A customer messaged me today telling me that at the end of a flight from Christchurch the person sitting beside her asked her what perfume she was wearing because she smelt lovely. She was not wearing perfume, but she was wearing Agnes & Me Super Hydrating Face Cream. That made me so happy, on three counts: that my products smell so good she got a compliment, that she was able to give the elevator pitch on Agnes & Me to a new person and that she was not wearing perfume. A woman after my own heart because I stopped using it years ago.

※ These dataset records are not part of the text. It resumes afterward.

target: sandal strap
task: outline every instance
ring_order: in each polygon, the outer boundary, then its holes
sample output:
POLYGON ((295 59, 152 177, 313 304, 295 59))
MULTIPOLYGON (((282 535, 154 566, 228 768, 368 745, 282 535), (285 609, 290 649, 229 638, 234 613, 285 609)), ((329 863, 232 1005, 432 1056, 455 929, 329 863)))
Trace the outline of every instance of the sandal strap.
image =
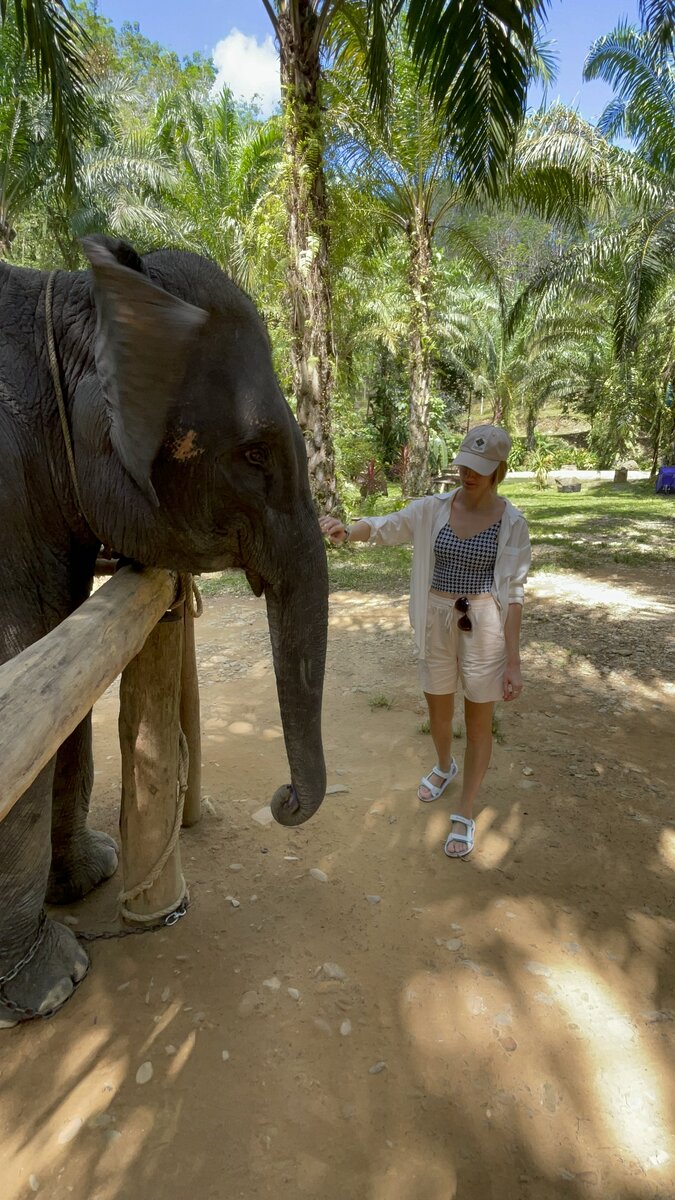
MULTIPOLYGON (((473 821, 471 819, 471 817, 463 817, 461 813, 451 813, 450 820, 451 821, 461 821, 462 825, 466 825, 466 828, 469 830, 472 830, 475 828, 475 821, 473 821)), ((466 841, 466 838, 464 837, 463 833, 457 833, 457 834, 454 834, 453 836, 457 837, 458 839, 463 839, 464 841, 466 841)))
MULTIPOLYGON (((453 759, 453 762, 454 762, 454 759, 453 759)), ((438 764, 436 764, 433 771, 429 772, 429 775, 440 775, 441 779, 449 779, 450 776, 452 775, 453 762, 450 763, 449 771, 441 771, 441 768, 438 766, 438 764)))

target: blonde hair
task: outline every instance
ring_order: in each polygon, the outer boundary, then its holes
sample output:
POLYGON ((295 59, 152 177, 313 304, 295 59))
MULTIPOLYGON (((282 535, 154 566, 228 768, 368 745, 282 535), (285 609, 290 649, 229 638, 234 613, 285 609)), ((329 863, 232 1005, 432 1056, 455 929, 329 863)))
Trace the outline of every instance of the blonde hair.
POLYGON ((508 467, 505 462, 500 462, 499 466, 492 472, 492 486, 498 487, 499 484, 506 478, 508 467))

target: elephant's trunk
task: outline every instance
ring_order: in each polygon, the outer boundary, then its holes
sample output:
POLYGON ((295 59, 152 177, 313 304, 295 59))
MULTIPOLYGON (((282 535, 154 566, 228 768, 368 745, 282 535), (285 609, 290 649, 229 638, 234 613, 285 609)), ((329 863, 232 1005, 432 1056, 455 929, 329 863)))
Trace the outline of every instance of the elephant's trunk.
POLYGON ((277 692, 291 783, 277 789, 280 825, 301 825, 326 791, 321 699, 326 665, 328 574, 318 524, 294 548, 282 585, 265 586, 277 692))

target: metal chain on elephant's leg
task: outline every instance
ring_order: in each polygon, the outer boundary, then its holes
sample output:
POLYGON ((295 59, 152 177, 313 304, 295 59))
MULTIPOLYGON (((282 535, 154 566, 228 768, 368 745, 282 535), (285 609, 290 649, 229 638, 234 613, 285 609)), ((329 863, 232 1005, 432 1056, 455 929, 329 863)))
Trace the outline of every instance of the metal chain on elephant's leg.
MULTIPOLYGON (((3 1008, 6 1008, 8 1012, 13 1013, 15 1016, 26 1021, 34 1020, 36 1017, 51 1017, 57 1011, 57 1009, 49 1009, 47 1012, 38 1012, 36 1008, 26 1008, 22 1004, 17 1004, 14 1000, 10 1000, 9 996, 5 992, 5 984, 11 983, 13 979, 16 979, 17 975, 20 975, 24 968, 33 961, 44 941, 46 932, 47 916, 44 912, 41 912, 40 919, 38 921, 38 931, 33 939, 30 949, 27 950, 23 958, 19 959, 18 963, 14 964, 11 971, 7 971, 0 977, 0 1005, 2 1005, 3 1008)), ((86 974, 87 972, 85 971, 85 975, 86 974)), ((85 976, 83 975, 82 979, 84 979, 84 977, 85 976)), ((81 983, 82 979, 78 980, 78 983, 81 983)), ((75 986, 77 986, 77 984, 75 986)))
POLYGON ((19 959, 18 963, 14 964, 11 971, 7 971, 5 975, 0 976, 0 988, 3 988, 6 983, 11 983, 13 979, 16 979, 19 972, 23 971, 24 967, 27 967, 29 962, 33 961, 35 955, 40 949, 40 946, 42 945, 46 932, 47 916, 46 913, 41 912, 40 919, 38 921, 38 931, 33 939, 30 949, 26 951, 23 958, 19 959))

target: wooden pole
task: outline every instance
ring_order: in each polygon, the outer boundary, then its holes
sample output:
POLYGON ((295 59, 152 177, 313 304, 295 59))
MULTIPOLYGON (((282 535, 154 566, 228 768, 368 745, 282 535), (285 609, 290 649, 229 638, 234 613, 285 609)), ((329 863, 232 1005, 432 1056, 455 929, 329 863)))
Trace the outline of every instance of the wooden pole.
POLYGON ((179 612, 172 615, 178 619, 155 626, 120 682, 124 905, 141 918, 171 912, 184 891, 176 836, 183 621, 179 612), (152 879, 173 839, 157 878, 140 895, 126 897, 152 879))
POLYGON ((138 653, 175 592, 171 571, 123 567, 0 666, 0 821, 138 653))
POLYGON ((196 825, 202 815, 202 735, 199 711, 199 680, 195 619, 192 606, 183 605, 183 669, 180 689, 180 724, 190 755, 187 792, 183 807, 183 825, 196 825))

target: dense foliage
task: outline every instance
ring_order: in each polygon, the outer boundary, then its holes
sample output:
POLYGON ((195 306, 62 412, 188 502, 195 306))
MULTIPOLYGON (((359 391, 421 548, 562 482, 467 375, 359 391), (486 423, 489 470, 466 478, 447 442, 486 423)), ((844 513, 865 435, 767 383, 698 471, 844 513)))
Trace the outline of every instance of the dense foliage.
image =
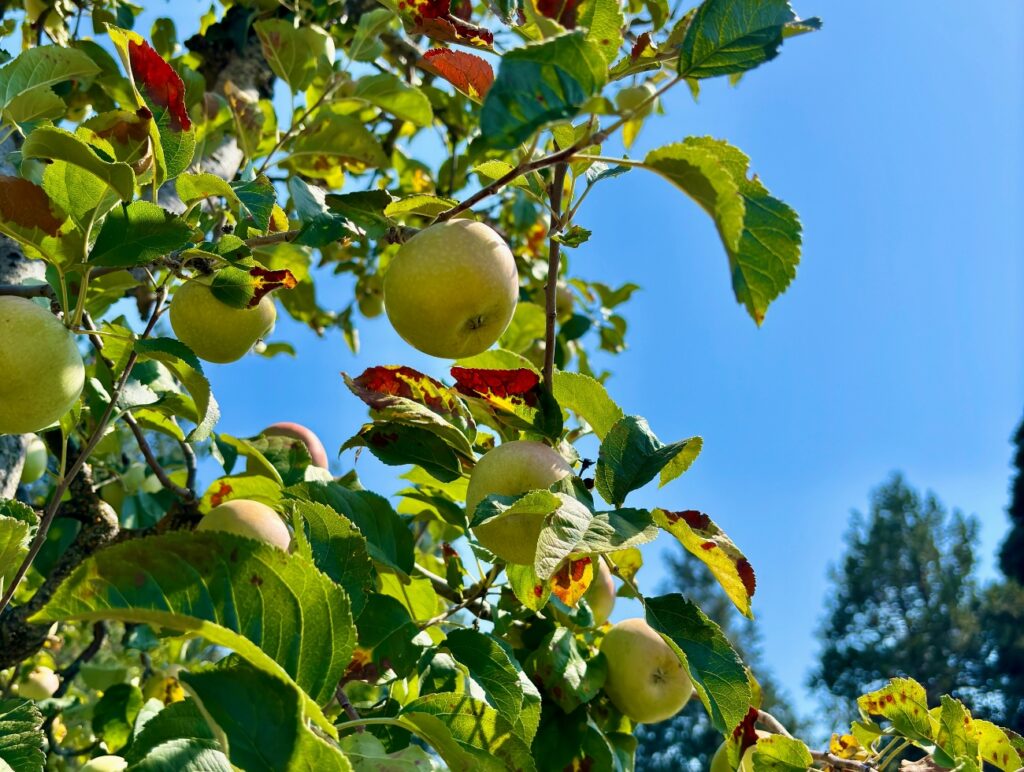
POLYGON ((908 744, 1020 766, 1017 735, 909 679, 812 751, 695 602, 642 591, 659 536, 746 616, 756 581, 706 514, 628 506, 701 440, 663 442, 610 396, 588 351, 621 349, 635 288, 580 281, 563 253, 600 238, 574 222, 593 186, 654 172, 708 213, 760 324, 801 229, 749 159, 710 137, 602 146, 816 19, 785 0, 248 0, 182 39, 134 31, 121 2, 21 10, 0 232, 45 277, 0 285, 0 433, 39 433, 45 473, 0 502, 5 767, 629 770, 635 722, 691 689, 733 769, 880 769, 908 744), (340 304, 317 291, 332 274, 340 304), (353 348, 386 311, 456 360, 449 382, 345 376, 369 420, 343 450, 402 467, 394 498, 333 475, 302 427, 216 431, 231 406, 204 362, 290 352, 278 305, 353 348), (203 453, 223 474, 199 488, 203 453), (610 574, 646 622, 601 624, 610 574))

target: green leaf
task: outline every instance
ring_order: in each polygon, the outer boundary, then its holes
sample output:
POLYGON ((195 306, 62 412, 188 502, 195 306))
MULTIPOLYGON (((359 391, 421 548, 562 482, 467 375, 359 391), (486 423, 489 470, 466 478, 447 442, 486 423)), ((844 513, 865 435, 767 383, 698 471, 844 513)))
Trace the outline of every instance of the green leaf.
MULTIPOLYGON (((619 419, 601 442, 594 483, 606 501, 620 506, 690 446, 693 439, 664 444, 639 416, 619 419)), ((664 478, 663 478, 664 479, 664 478)), ((670 478, 671 479, 671 478, 670 478)))
POLYGON ((429 126, 434 120, 427 95, 390 72, 360 78, 353 96, 416 126, 429 126))
POLYGON ((238 199, 238 219, 251 223, 257 230, 267 230, 277 203, 273 183, 261 174, 254 180, 232 182, 231 189, 238 199))
POLYGON ((25 158, 64 161, 88 172, 113 190, 122 201, 135 195, 135 172, 126 163, 109 162, 69 131, 54 126, 40 126, 21 146, 25 158))
POLYGON ((149 201, 133 201, 107 215, 89 262, 122 268, 145 265, 181 249, 191 236, 192 229, 181 218, 149 201))
POLYGON ((530 611, 536 613, 548 604, 551 585, 537 576, 533 566, 509 563, 505 566, 505 575, 516 598, 530 611))
POLYGON ((1006 730, 991 721, 975 719, 971 722, 971 734, 978 741, 978 751, 988 764, 1003 772, 1015 772, 1022 766, 1021 755, 1006 730))
POLYGON ((459 202, 453 198, 442 196, 431 196, 427 193, 418 193, 415 196, 406 196, 397 201, 392 201, 384 209, 388 217, 402 218, 406 215, 418 214, 424 217, 436 217, 459 202))
POLYGON ((543 339, 547 315, 542 306, 521 301, 516 304, 512 321, 498 339, 498 345, 507 351, 521 353, 533 342, 543 339))
POLYGON ((751 70, 778 56, 794 22, 788 0, 705 0, 679 47, 679 74, 701 79, 751 70))
POLYGON ((195 700, 172 702, 146 722, 123 753, 147 772, 230 772, 213 730, 195 700))
POLYGON ((82 563, 35 623, 146 622, 202 636, 326 702, 352 656, 345 591, 308 560, 233 534, 170 533, 117 544, 82 563))
POLYGON ((661 468, 661 473, 658 475, 659 488, 664 488, 668 483, 688 470, 693 465, 693 462, 697 460, 701 450, 704 449, 704 440, 701 437, 690 437, 690 439, 684 441, 686 442, 686 447, 661 468))
MULTIPOLYGON (((5 505, 18 502, 3 502, 5 505)), ((23 504, 21 506, 24 506, 23 504)), ((28 554, 32 528, 23 520, 0 516, 0 587, 4 590, 28 554)))
POLYGON ((209 172, 181 174, 174 181, 174 189, 185 206, 213 197, 227 199, 227 202, 235 207, 239 203, 235 189, 228 181, 209 172))
POLYGON ((807 746, 792 737, 761 737, 753 748, 754 772, 805 772, 814 765, 807 746))
POLYGON ((0 233, 55 265, 81 261, 81 231, 43 188, 21 177, 0 176, 0 233))
POLYGON ((597 47, 605 62, 611 65, 619 55, 622 30, 626 26, 626 16, 619 0, 584 0, 580 4, 578 21, 587 28, 587 40, 597 47))
POLYGON ((441 772, 437 760, 418 745, 388 753, 384 743, 369 732, 341 738, 341 750, 355 772, 441 772))
POLYGON ((388 165, 380 142, 357 119, 348 115, 319 111, 315 128, 303 132, 292 144, 289 164, 296 171, 323 178, 323 163, 360 164, 370 167, 388 165))
POLYGON ((388 8, 374 8, 360 14, 356 34, 348 47, 349 58, 356 62, 372 62, 380 56, 383 45, 378 37, 395 18, 396 14, 388 8))
POLYGON ((750 602, 757 589, 754 569, 732 539, 710 517, 693 509, 684 512, 656 509, 654 522, 701 560, 740 613, 753 619, 750 602))
POLYGON ((393 200, 386 190, 358 190, 355 193, 328 193, 326 203, 332 212, 343 215, 368 234, 379 238, 391 224, 384 210, 393 200))
POLYGON ((605 83, 600 48, 575 31, 506 53, 480 112, 485 144, 511 150, 577 115, 605 83))
POLYGON ((678 593, 648 598, 647 623, 665 636, 690 674, 711 723, 729 732, 750 707, 750 683, 721 628, 678 593))
POLYGON ((139 353, 140 360, 163 363, 192 396, 195 415, 189 418, 196 426, 189 432, 186 440, 199 442, 209 437, 220 419, 220 408, 210 391, 210 382, 203 375, 203 366, 199 358, 188 346, 174 338, 138 340, 135 341, 135 350, 139 353))
POLYGON ((359 646, 373 652, 373 661, 381 669, 390 668, 399 677, 413 673, 423 654, 417 641, 420 629, 400 601, 375 593, 359 615, 359 646))
POLYGON ((128 744, 142 703, 142 691, 131 684, 111 686, 96 703, 92 713, 92 731, 111 753, 117 753, 128 744))
POLYGON ((0 69, 0 109, 8 110, 13 101, 37 92, 52 94, 51 86, 89 78, 99 71, 88 55, 74 48, 29 48, 0 69))
POLYGON ((31 700, 0 700, 0 764, 12 770, 42 769, 43 715, 31 700))
POLYGON ((981 772, 978 741, 970 730, 970 711, 948 694, 942 695, 941 703, 933 753, 936 764, 963 772, 981 772))
POLYGON ((550 579, 569 557, 590 527, 593 513, 581 501, 564 493, 554 494, 559 505, 544 518, 544 527, 537 537, 537 553, 533 570, 541 579, 550 579))
POLYGON ((220 728, 232 766, 351 772, 345 756, 310 730, 294 683, 242 663, 182 673, 181 680, 220 728))
POLYGON ((558 370, 553 389, 558 404, 590 424, 599 440, 622 418, 622 408, 608 396, 604 385, 589 375, 558 370))
POLYGON ((412 572, 412 532, 384 497, 349 490, 337 483, 317 482, 294 485, 288 495, 326 504, 344 515, 366 537, 370 557, 403 574, 412 572))
POLYGON ((603 555, 654 541, 658 527, 645 509, 595 512, 586 533, 573 548, 574 555, 603 555))
POLYGON ((270 69, 293 92, 305 91, 318 69, 329 69, 334 62, 334 42, 322 30, 296 27, 284 19, 260 19, 252 25, 270 69))
POLYGON ((302 228, 293 243, 322 247, 349 234, 349 221, 327 207, 327 194, 323 188, 292 177, 288 180, 288 192, 292 196, 295 214, 302 220, 302 228))
POLYGON ((526 670, 566 713, 596 697, 608 677, 604 657, 584 659, 575 636, 565 627, 557 628, 530 654, 526 670))
POLYGON ((928 718, 928 695, 913 678, 893 678, 881 689, 857 698, 857 708, 867 719, 884 716, 893 729, 911 740, 932 741, 932 724, 928 718))
POLYGON ((800 220, 772 197, 740 150, 710 137, 652 150, 644 166, 662 175, 711 215, 729 256, 736 300, 754 321, 796 276, 800 262, 800 220))
POLYGON ((352 615, 358 617, 377 577, 366 537, 351 520, 324 504, 290 500, 285 512, 296 530, 303 530, 316 567, 345 588, 352 615))
POLYGON ((357 447, 369 448, 384 464, 421 466, 441 482, 452 482, 462 476, 459 453, 447 438, 431 429, 392 421, 367 424, 341 449, 357 447))
POLYGON ((541 700, 519 663, 494 638, 476 630, 453 630, 442 645, 466 667, 487 703, 531 742, 540 723, 541 700))
POLYGON ((533 772, 530 747, 494 708, 463 694, 428 694, 402 709, 452 772, 533 772))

I don’t talk about nasty chemicals much as I don’t like that whole fear mongering in the green beauty arena, but perfume is another matter. A single perfume can have 50-300 different chemicals, I kid you not! By law a company can hide many ingredients under the banner of fragrance because it’s a “trade secret” and of course all perfumes are proprietary. If a label says "parfum" or "fragrance" no one but the maker knows what's in there.
So, if you want to avoid exposure to so many unnecessary, unknown chemicals while nourishing your skin, look better and smell fabulous enough that strangers ask you what you’re wearing try my Face Cream. It smells lovely because there are two essential oils in there — New Zealand Lavender and Geranium — but together they come to less than .5% of the formula and they are listed clearly on the label, like all my products.
So many of my customers tell me they want to avoid chemicals which in reality is impossible because everything is is a chemical, including water, but what you can do is avoid using too many. So, look at the label and if there are many lines of ingredients or "parfum" or "fragrance" is listed, maybe rethink. Perfume is a good place to start.